Le colonel a donné l’ordre que
ceusses qui sont pas de service
l’après-midi, pendant les occupations doivent s’occuper
à quelque chose, et surtout à ce qu’ils savent y faire ou
à ce qu’est leur métier dans le civil, quoi. Avec
ça, le colonel veut qu’en partie tout le monde peut
s’exercer dans son métier, ce qui est utile pour lui-même,
au moins il l’oubliera pas complètement, et en partie ça
peut servir à l’armée. Repos.
Garde-à-vous ! Eh vous
là-bas, engagé Dubeaubosquet, vous
prétendez que vous êtes quelqu’un d’intelligent et
vous êtes pas foutu de savoir qu’au garde-à-vous il faut
placer le petit doigt sur la couture du pantalon. Vous faites quoi dans le
civil, engagé ? Journaliste ? Que voulez-vous que fasse alors
un stupide paysan si vous qui venez d’un journal vous êtes pas
capable d’apprendre qu’au garde-à-vous on coupe pas la
couture du pantalon avec les pouces écartés ? Hein ?

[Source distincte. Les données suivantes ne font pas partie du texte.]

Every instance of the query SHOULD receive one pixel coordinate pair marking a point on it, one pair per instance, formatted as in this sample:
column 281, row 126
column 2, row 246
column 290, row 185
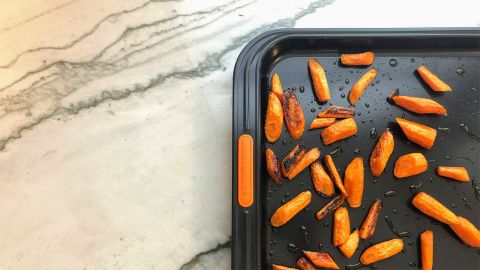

Et, puisque vous êtes journaliste, après l’exercice vous
venez me voir et vous écrivez les nouvelles plaques signalétiques
à placer sur les lits. Repos !
Garde-à-vous ! Vous,
engagé Fekete, qu’est-ce que vous faites dans le civil ?
Astronome ? Vous êtes pas astronome, engagé, mais :
« Je vous déclare, sergent, que je suis astronome ! »
Compris ? C’est ça votre métier. Où vous avez
appris cette façon de lancer « astronome » du bout
des lèvres ? C’est ce qu’on vous apprend à
l’astronomie ? ça
m’étonne, si vous voulez savoir. Je croyais que chez les
astronomes on apprend un peu les bonnes manières, sans quoi c’est
pas bien gai le métier d’astronome. Vous viendrez me voir pour
coudre les étoiles sur le treillis du caporal Tamère
qui a été promu. Mais je vous conseille de travailler comme si
vous le feriez dans le civil quand vous tenez votre boutique, compris ?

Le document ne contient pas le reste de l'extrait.